= Village councils (Antigua and Barbuda) =

Village councils in Antigua and Barbuda were local government bodies responsible for the administration of the villages on the Island of Antigua. Village councils were responsible for the delivery of public services, such as waste management, road maintenance, and community development projects, to the residents of the village. Village councils were also responsible for collecting taxes and fees from residents, as well as for creating and enforcing local by-laws and regulations. The members of the village councils were elected by the residents of the village, and they served a specified term of office. The village councils worked in collaboration with the national government of Antigua and Barbuda to ensure the effective delivery of services to the communities they serve.
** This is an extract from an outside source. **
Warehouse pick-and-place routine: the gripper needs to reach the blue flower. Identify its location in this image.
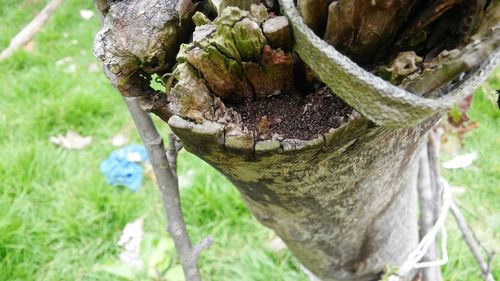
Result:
[100,145,148,191]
Thirteen councils were established in 1946 and 1947.

A system of village councils was created by the Village Councils Act (1945). While all village councils are inactive, the legislation has never been repealed.

== History ==
By 1954, the councils were deemed a failure.
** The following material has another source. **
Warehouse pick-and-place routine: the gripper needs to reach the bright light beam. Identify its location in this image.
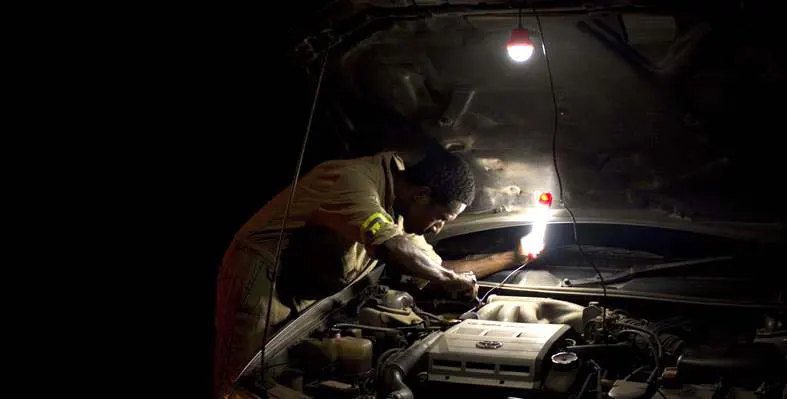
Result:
[520,193,551,260]
[506,43,535,62]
Ivor Heath, the UNDP's head, vowed to decentralize the government in the 1980s if his group were to win power. In order to provide communities a kind of local government and more responsibility over their own concerns, he specifically suggested a system of village councils. Only Barbuda had local self-government in the late 1980s; the other communities were governed by the Ministry of Home Affairs.

All village councils are currently inactive in Antigua and Barbuda, and the current Prime Minister Gaston Browne has expressed opposition to the reestablishment of village councils.